To avoid scandal, Launcelot champions the causes of many different women. But that only causes Gwenyvere to be jealous and exile him from the court.
At Sir Bors' advice, Launcelot doesn't leave the kingdom, but takes shelter nearby with a one-time knight-turned-hermit named Sir Brascias.
To throw everyone off the scent, Gwenyvere hosts a dinner for some of Arthur's knights, which is meant to dispel rumors of her favoritism for Launcelot.
At the dinner, a kinsman of Lamerok, Sir Pyonell, carrying the old grudge about Lamerok's death at Gawain's hands, attempts to poison Gawain with an apple but misses and poisons Sir Patryse instead. Whoops.
Adding to the drama, Sir Patryse's cousin, Sir Mador de la Porte, accuses the queen of the poisoning and none of Arthur's knights will defend her, because they fear being accused of the treachery, too.
At Arthur and Gwenyvere's request, Sir Bors agrees to fight as Gwenyvere's champion in the upcoming trial unless another, better knight, offers to take his place.
Tipped off by Sir Bors, Launcelot arrives just in the nick of time and (in disguise) defeats Mador, then reveals his identity and explains that he will always defend the Queen because of the great kindness she showed him at his knighting.
Meanwhile, the sorceress Nyneve reveals Sir Pynell as the poisoner and Sir Patryse's tomb bears the truth, as well as testimony to the Queen's innocence in his death.
Arthur declares – what else? – a joust and tournament at Camelot, but Launcelot, still recovering from his fight with Mador, declines to attend until Gwenyvere tells him off.
Before the tournament, Launcelot lodges with a baron named Sir Barnard, whose daughter falls in love with the fine knight. No surprise there.
Launcelot decides to carry the shield of Sir Barnard's son as a disguise, and to wear the favor of his daughter, Elayne, the Fair Maiden of Ascolat.
Launcelot and Barnard's son Sir Lavayne take the side of the kings of Northumberland and North Wales in the fight against Arthur, and Launcelot wins the prize.
He then retreats to the hermitage of Bawdwyn of Britain to recover from his wounds, which are pretty nasty.
In search of the "White Knight with the Red Sleeve," Gawain reveals Launcelot's identity to Sir Barnard and his daughter when the young lady produces the knight's real shield.

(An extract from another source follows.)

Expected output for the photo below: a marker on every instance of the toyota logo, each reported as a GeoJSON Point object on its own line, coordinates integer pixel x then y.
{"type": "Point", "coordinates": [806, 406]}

Gawain tells Arthur's court that the mysterious knight was Launcelot, and that there appears to be great love between him and the Maiden of Ascolat. Gwenyvere is quite jealous.
Elayne travels to Camelot to find Launcelot and, once brought to the hermitage by Lavayne, spends all her time caring for him as he continues to heal.
Sir Bors finds Sir Launcelot and tells him of Gwenyvere's anger. He also laments Launcelot's refusal to marry Elayne, whom he believes would be a very suitable wife. So many women, so little time, Lance.
Bors and Lavayne mount and arm Launcelot because they want to see if he's ready for a Halloween tournament; in the process, his wounds re-open, and painfully so. Needless to say, he won't be jousting in this go-around.
Bors returns after the tournament to find Launcelot healed, and they ride together with Elayne and Lavayne to Sir Barnard's.
Elayne asks Launcelot to marry her or be her lover, warning that she'll die if he refuses. He refuses anyway out of loyalty to Gwenyvere, then returns to court.
Predictably, Elayne does die because she loves Launcelot so darn much. Her father promises to send her in a funeral barge down the river to Camelot with a letter telling how she died.
When Arthur and Gwenyvere discover it, Gwenyvere rebukes Launcelot but Arthur gives a speech about how a knight who is bound in love loses himself.
Arthur declares a Christmas joust, for which Launcelot promises to wear Gwenyvere's favor and let his identity be known, for once.
When resting by a little well, Launcelot gets wounded by one of those stray arrows that keep flying around. This one was shot by a lady-hunter. He enters the tournament anyway and, with Sir Gareth in disguise, wins great honor against Arthur's nephews.
May arrives. The narrator celebrates spring as the season of love and laments the lack of steady lovers nowadays. There are lovers, sure, but they're anything but steady.